Another CS Ph.D.

The Computer Science Department recently awarded its tenth Ph.D. degree to Andreas Koeller. The advisor was Elke Rundensteiner.

Andreas successfully defended his thesis in public before his Ph.D. committee on December 14th, 2001. His committee consisted of WPI Profs. David Brown, Nabil Hachem, and Carolina Ruiz, plus Prof. Gunter Saake from the University of Magdeburg. His thesis title is "Integration of Heterogeneous Databases: Discovery of Meta-Information and Maintenance of Schema-Restructuring Views".

Thesis Abstract

In today's networked world, information is widely distributed across many independent databases in heterogeneous formats. Integrating such information is a difficult task, since database contents and structure change frequently, and users often have incomplete information about the databases they use. We investigated two fundamental problems in integration integration: How can we discover the structure and contents of and interrelationships between unknown databases, and how can we provide durable integration views over several such databases?

The first part of the dissertation addresses the fact that knowledge about the interrelationships between databases is essential for any attempt at solving the information integration problem. We are presenting an algorithm based on the clique-finding problem in graphs and k-uniform hypergraphs to discover redundancy relationships between two relations. Experimental studies on the algorithm illustrate its effectiveness on a variety of real-world data sets.
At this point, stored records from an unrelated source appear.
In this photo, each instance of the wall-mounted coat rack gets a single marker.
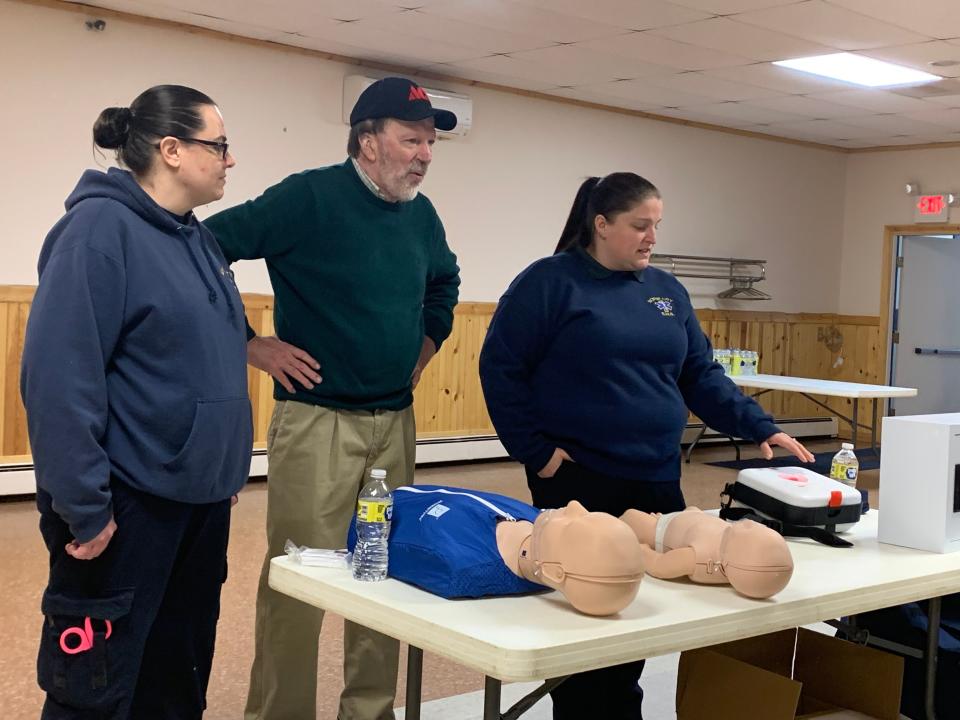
(741, 273)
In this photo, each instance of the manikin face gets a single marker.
(594, 559)
(203, 168)
(400, 155)
(625, 241)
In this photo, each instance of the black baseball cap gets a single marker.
(400, 99)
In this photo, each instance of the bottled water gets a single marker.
(723, 357)
(736, 361)
(845, 467)
(374, 511)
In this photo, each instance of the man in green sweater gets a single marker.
(365, 287)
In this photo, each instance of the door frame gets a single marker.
(890, 233)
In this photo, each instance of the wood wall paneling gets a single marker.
(449, 401)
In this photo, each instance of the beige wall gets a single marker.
(875, 197)
(503, 192)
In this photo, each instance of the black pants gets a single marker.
(158, 583)
(612, 693)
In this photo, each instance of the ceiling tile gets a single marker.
(644, 92)
(819, 22)
(713, 88)
(555, 72)
(747, 112)
(741, 39)
(628, 14)
(935, 18)
(777, 78)
(417, 50)
(594, 96)
(702, 114)
(892, 125)
(416, 23)
(920, 55)
(509, 16)
(947, 117)
(878, 101)
(663, 51)
(946, 137)
(584, 65)
(946, 100)
(809, 107)
(825, 129)
(729, 7)
(460, 72)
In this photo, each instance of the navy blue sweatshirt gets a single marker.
(604, 365)
(134, 364)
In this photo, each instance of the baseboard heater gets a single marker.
(18, 479)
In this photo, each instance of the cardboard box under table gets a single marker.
(787, 675)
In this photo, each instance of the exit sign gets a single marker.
(931, 208)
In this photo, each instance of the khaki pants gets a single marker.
(320, 458)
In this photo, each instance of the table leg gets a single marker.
(414, 682)
(933, 646)
(854, 424)
(491, 699)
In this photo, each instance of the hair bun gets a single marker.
(112, 127)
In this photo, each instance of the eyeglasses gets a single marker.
(221, 147)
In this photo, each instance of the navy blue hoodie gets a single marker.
(134, 364)
(604, 365)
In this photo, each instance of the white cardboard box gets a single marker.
(920, 482)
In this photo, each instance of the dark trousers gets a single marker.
(158, 583)
(612, 693)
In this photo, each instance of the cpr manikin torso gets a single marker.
(754, 559)
(593, 558)
(460, 543)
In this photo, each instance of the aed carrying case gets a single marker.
(794, 501)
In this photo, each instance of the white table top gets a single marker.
(540, 636)
(814, 386)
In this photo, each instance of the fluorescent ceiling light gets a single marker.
(859, 70)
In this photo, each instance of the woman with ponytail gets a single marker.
(134, 381)
(589, 367)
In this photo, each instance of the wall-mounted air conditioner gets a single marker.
(459, 105)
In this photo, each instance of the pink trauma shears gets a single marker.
(85, 636)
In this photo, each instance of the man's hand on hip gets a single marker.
(92, 548)
(284, 362)
(427, 351)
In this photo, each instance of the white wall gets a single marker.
(875, 197)
(503, 192)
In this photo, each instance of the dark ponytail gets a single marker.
(156, 113)
(608, 196)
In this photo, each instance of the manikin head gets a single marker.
(755, 559)
(594, 559)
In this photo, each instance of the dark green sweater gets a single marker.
(358, 282)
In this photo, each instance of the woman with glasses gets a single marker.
(134, 381)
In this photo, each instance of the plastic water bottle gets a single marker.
(845, 467)
(736, 361)
(374, 512)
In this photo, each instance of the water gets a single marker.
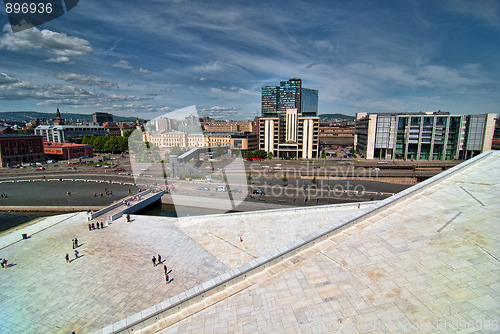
(168, 210)
(13, 219)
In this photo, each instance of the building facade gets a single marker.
(227, 126)
(71, 133)
(66, 151)
(289, 124)
(334, 134)
(102, 117)
(20, 148)
(423, 136)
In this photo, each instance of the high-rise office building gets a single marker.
(102, 117)
(423, 136)
(276, 100)
(289, 122)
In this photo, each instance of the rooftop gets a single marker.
(425, 257)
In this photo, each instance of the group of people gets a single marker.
(96, 225)
(157, 261)
(75, 246)
(133, 198)
(106, 191)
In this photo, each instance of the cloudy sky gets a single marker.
(147, 58)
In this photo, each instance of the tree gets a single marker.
(284, 178)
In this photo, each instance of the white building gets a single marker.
(423, 136)
(72, 133)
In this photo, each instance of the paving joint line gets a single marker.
(229, 242)
(449, 222)
(43, 229)
(468, 192)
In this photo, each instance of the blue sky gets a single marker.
(146, 58)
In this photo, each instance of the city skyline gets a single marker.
(360, 56)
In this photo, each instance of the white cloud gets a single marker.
(58, 46)
(86, 80)
(59, 60)
(141, 71)
(214, 66)
(123, 64)
(6, 79)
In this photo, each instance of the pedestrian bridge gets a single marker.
(128, 205)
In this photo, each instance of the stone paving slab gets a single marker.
(428, 264)
(355, 274)
(114, 278)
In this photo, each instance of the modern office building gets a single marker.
(228, 126)
(289, 124)
(102, 117)
(65, 151)
(289, 94)
(71, 133)
(335, 134)
(20, 148)
(423, 135)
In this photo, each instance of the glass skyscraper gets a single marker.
(276, 100)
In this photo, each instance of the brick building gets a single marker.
(20, 148)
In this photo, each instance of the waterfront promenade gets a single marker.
(431, 256)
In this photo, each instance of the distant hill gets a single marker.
(27, 116)
(335, 118)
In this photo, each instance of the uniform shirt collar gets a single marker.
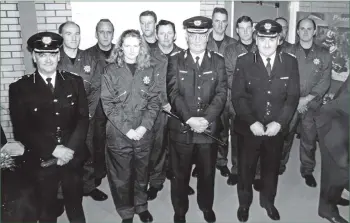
(273, 56)
(53, 81)
(201, 56)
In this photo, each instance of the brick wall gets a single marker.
(12, 65)
(207, 7)
(331, 6)
(51, 14)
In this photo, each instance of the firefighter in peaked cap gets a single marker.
(49, 112)
(197, 91)
(265, 94)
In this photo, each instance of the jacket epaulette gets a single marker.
(66, 72)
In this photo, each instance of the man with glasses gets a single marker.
(284, 44)
(159, 158)
(148, 21)
(197, 92)
(218, 41)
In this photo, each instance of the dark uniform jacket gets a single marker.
(160, 61)
(36, 114)
(315, 72)
(256, 96)
(196, 93)
(130, 101)
(286, 47)
(84, 66)
(231, 54)
(225, 42)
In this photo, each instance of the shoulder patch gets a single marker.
(218, 54)
(242, 54)
(27, 76)
(292, 55)
(174, 53)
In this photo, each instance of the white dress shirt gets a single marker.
(272, 57)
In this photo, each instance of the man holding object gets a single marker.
(265, 93)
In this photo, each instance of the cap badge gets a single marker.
(268, 26)
(197, 22)
(46, 40)
(146, 80)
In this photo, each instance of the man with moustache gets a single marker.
(99, 53)
(76, 61)
(197, 93)
(315, 66)
(265, 93)
(148, 21)
(245, 44)
(218, 42)
(159, 163)
(50, 116)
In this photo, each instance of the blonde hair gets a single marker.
(117, 54)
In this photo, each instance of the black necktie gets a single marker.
(197, 62)
(268, 66)
(49, 84)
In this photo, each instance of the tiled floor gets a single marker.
(295, 201)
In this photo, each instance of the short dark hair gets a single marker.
(219, 10)
(104, 20)
(149, 13)
(60, 29)
(313, 22)
(164, 23)
(281, 18)
(244, 19)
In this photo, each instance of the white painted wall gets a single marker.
(125, 15)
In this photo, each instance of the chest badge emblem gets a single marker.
(87, 69)
(316, 61)
(146, 80)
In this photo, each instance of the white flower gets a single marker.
(87, 69)
(316, 61)
(146, 80)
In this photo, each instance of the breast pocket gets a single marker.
(252, 84)
(144, 97)
(280, 85)
(69, 101)
(209, 80)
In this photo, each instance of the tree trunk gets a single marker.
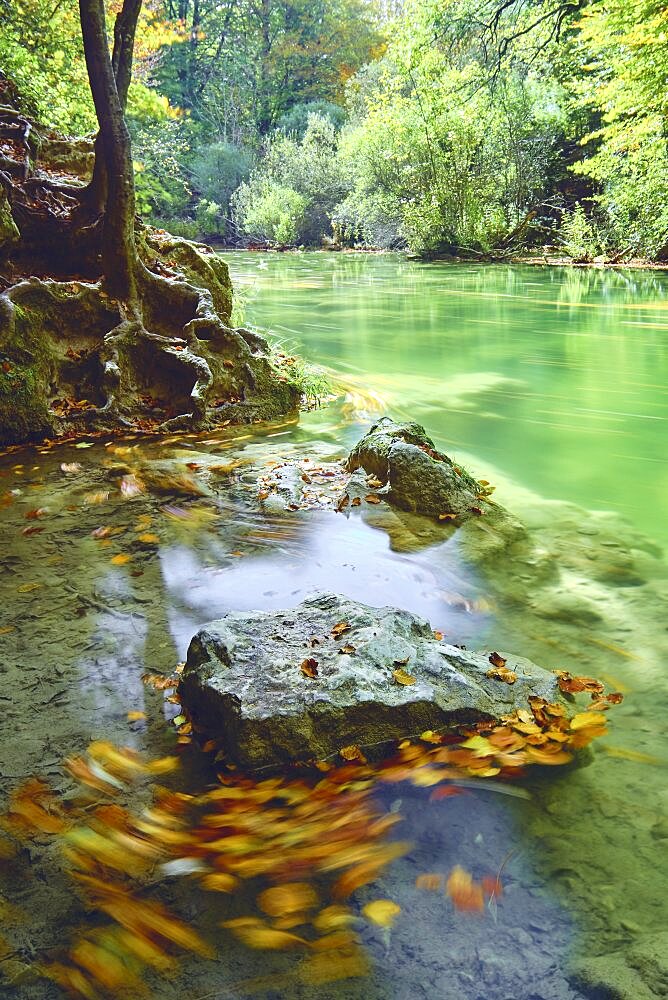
(119, 254)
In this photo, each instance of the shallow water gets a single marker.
(552, 384)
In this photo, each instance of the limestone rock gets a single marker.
(244, 685)
(417, 476)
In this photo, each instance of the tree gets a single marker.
(167, 349)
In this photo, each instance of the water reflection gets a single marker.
(538, 373)
(575, 361)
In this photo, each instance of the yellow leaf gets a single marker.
(292, 897)
(586, 719)
(382, 912)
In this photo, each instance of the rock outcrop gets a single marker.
(281, 686)
(417, 477)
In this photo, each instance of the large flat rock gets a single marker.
(243, 681)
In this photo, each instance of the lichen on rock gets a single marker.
(379, 674)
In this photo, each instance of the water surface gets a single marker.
(551, 384)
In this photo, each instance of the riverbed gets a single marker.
(550, 384)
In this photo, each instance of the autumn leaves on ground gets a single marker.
(304, 841)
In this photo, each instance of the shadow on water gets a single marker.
(584, 868)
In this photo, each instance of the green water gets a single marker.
(557, 376)
(552, 385)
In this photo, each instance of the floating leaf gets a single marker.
(309, 668)
(292, 897)
(256, 934)
(502, 674)
(429, 882)
(382, 912)
(585, 719)
(466, 894)
(401, 677)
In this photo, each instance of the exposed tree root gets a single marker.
(74, 358)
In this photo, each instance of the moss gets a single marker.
(23, 408)
(9, 233)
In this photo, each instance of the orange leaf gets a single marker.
(463, 891)
(309, 668)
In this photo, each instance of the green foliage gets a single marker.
(217, 171)
(578, 233)
(313, 382)
(451, 163)
(209, 218)
(295, 121)
(300, 180)
(624, 87)
(269, 211)
(41, 51)
(243, 65)
(160, 148)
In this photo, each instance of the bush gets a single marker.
(210, 218)
(295, 122)
(269, 211)
(300, 180)
(579, 236)
(218, 170)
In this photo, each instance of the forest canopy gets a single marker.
(444, 126)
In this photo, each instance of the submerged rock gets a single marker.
(279, 686)
(417, 476)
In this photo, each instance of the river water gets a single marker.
(549, 383)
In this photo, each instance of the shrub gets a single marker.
(269, 211)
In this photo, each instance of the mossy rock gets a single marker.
(199, 265)
(9, 233)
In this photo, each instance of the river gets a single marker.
(549, 382)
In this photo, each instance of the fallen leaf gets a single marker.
(463, 891)
(491, 886)
(429, 882)
(382, 912)
(309, 667)
(586, 719)
(401, 677)
(219, 882)
(292, 897)
(502, 674)
(256, 934)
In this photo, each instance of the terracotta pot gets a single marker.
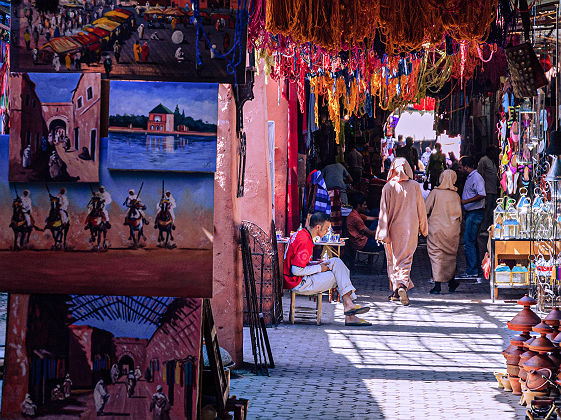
(524, 320)
(536, 382)
(553, 318)
(506, 383)
(542, 344)
(526, 301)
(515, 384)
(539, 361)
(528, 396)
(513, 370)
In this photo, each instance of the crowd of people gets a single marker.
(455, 194)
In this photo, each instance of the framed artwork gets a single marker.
(97, 355)
(133, 233)
(54, 126)
(162, 126)
(123, 39)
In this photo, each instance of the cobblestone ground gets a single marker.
(431, 360)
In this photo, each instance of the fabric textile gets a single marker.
(473, 221)
(444, 211)
(402, 217)
(358, 231)
(339, 275)
(475, 185)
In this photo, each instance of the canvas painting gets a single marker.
(85, 356)
(132, 233)
(54, 126)
(162, 126)
(129, 39)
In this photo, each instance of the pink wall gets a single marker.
(227, 303)
(257, 206)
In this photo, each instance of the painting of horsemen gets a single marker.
(134, 225)
(54, 127)
(92, 356)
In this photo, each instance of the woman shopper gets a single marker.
(444, 210)
(402, 217)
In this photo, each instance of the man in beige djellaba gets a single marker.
(444, 210)
(402, 218)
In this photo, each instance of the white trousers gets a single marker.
(339, 276)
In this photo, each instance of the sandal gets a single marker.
(357, 309)
(360, 323)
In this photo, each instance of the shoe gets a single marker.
(453, 285)
(357, 309)
(403, 298)
(360, 323)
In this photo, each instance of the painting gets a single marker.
(146, 233)
(84, 356)
(54, 126)
(162, 126)
(130, 39)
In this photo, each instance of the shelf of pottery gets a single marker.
(532, 360)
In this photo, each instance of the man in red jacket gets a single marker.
(304, 277)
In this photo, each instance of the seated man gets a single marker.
(306, 278)
(361, 238)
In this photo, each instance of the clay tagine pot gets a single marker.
(526, 318)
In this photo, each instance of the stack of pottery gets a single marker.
(520, 352)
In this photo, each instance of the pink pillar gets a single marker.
(227, 302)
(257, 203)
(16, 366)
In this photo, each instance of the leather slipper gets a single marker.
(357, 309)
(360, 323)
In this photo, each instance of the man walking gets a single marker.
(473, 201)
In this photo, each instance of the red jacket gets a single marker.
(299, 252)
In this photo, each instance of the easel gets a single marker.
(225, 403)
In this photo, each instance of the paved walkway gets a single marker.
(432, 360)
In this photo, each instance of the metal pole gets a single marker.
(557, 66)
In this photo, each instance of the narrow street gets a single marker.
(432, 360)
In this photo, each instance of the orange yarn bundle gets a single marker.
(406, 24)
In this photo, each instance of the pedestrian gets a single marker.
(487, 168)
(108, 65)
(136, 50)
(305, 278)
(117, 51)
(145, 52)
(402, 218)
(473, 200)
(444, 212)
(27, 39)
(56, 62)
(36, 37)
(436, 165)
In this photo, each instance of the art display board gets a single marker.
(130, 40)
(55, 127)
(119, 356)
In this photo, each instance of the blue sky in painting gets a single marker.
(199, 100)
(54, 87)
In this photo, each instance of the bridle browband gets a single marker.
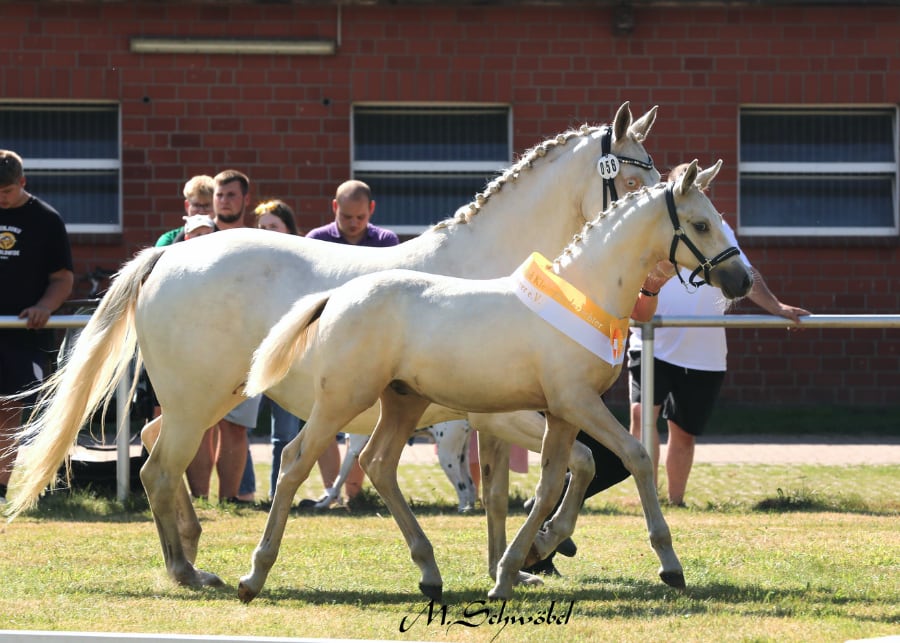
(609, 183)
(705, 264)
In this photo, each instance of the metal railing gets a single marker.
(648, 418)
(648, 435)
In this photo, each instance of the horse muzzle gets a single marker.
(733, 278)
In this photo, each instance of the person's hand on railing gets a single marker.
(35, 316)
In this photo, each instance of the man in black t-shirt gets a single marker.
(36, 278)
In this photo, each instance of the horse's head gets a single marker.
(622, 164)
(700, 234)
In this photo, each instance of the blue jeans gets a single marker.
(285, 428)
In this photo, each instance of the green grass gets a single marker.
(771, 553)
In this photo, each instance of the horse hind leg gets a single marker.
(355, 444)
(606, 429)
(452, 440)
(379, 459)
(557, 444)
(493, 454)
(562, 524)
(297, 460)
(189, 528)
(163, 478)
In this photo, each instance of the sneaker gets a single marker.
(543, 568)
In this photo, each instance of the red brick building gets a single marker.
(799, 98)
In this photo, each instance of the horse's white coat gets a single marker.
(412, 338)
(198, 310)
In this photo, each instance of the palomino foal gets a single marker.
(548, 337)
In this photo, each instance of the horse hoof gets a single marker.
(524, 578)
(200, 578)
(434, 592)
(532, 557)
(245, 593)
(673, 579)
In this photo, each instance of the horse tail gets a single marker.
(86, 379)
(287, 340)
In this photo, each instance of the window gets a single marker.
(424, 162)
(72, 158)
(818, 171)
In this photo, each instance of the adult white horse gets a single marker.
(196, 311)
(549, 337)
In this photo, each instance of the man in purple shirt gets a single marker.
(353, 207)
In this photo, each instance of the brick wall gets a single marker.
(285, 121)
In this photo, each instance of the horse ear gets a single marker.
(641, 127)
(622, 121)
(686, 181)
(705, 177)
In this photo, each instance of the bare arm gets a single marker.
(763, 297)
(58, 290)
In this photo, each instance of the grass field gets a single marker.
(771, 553)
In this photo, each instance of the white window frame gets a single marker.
(414, 168)
(34, 164)
(802, 169)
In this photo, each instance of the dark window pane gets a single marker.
(804, 201)
(60, 131)
(860, 136)
(430, 134)
(80, 197)
(421, 199)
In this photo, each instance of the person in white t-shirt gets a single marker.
(689, 364)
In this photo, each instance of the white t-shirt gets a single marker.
(701, 348)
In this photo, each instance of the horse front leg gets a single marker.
(557, 445)
(379, 459)
(176, 521)
(603, 426)
(562, 524)
(297, 460)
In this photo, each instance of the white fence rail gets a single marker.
(648, 435)
(647, 333)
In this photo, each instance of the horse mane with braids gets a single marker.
(579, 236)
(464, 214)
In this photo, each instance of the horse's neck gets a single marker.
(540, 211)
(611, 261)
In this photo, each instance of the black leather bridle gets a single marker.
(680, 235)
(609, 184)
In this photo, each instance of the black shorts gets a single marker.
(21, 367)
(687, 396)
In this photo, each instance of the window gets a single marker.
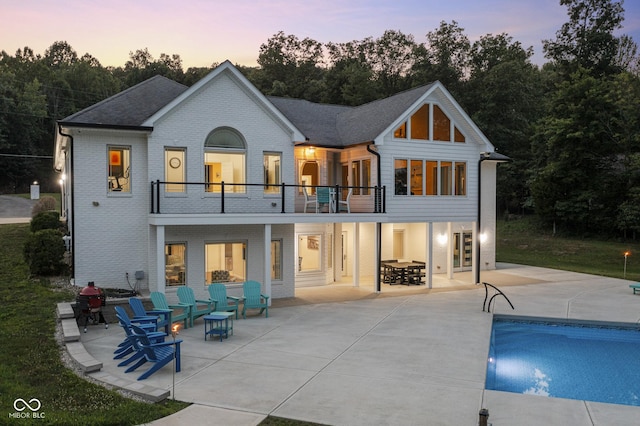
(401, 132)
(360, 177)
(461, 178)
(441, 125)
(225, 262)
(225, 160)
(445, 178)
(272, 177)
(400, 167)
(432, 178)
(366, 176)
(416, 177)
(174, 170)
(398, 243)
(309, 176)
(276, 259)
(309, 250)
(424, 121)
(420, 123)
(118, 166)
(175, 261)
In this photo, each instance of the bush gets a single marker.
(44, 251)
(45, 220)
(46, 203)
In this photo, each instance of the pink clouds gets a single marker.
(203, 32)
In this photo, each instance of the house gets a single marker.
(167, 185)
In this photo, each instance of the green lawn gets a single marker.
(30, 365)
(521, 241)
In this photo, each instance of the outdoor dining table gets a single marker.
(402, 269)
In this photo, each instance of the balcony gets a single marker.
(190, 198)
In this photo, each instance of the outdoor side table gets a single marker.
(218, 324)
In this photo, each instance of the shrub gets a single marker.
(46, 203)
(45, 220)
(44, 251)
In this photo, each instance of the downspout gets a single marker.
(376, 275)
(378, 201)
(71, 198)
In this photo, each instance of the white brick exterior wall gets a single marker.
(115, 234)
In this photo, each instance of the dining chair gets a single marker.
(346, 203)
(309, 200)
(323, 198)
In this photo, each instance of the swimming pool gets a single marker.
(591, 361)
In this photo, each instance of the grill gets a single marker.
(90, 302)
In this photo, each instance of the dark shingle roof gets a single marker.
(131, 107)
(316, 121)
(339, 126)
(322, 124)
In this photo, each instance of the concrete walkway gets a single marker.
(413, 359)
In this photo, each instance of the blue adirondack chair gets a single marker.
(128, 346)
(160, 354)
(161, 316)
(253, 299)
(198, 308)
(223, 303)
(178, 312)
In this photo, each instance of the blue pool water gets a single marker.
(586, 361)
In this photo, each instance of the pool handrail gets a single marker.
(497, 293)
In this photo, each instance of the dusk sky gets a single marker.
(204, 32)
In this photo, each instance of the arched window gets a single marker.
(225, 160)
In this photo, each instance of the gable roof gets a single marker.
(129, 108)
(337, 126)
(340, 126)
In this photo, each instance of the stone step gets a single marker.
(83, 358)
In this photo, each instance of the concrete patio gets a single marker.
(342, 356)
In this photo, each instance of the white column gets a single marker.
(450, 250)
(429, 259)
(267, 260)
(474, 252)
(356, 254)
(160, 259)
The second part of the dissertation addresses the durable view problem and presents the first algorithm for incremental view maintenance in schema- restructuring views. Such views are essential for the integration of heterogeneous databases. They are typically defined in schema-restructuring query languages like SchemaSQL, which can transform schema into data and vice versa, making traditional view maintenance through differential queries impossible. Based on an existing algebra for SchemaSQL, we present an algorithm that propagates updates along the query algebra tree and prove its correctness. Experimental results showing its benefits over view recomputation.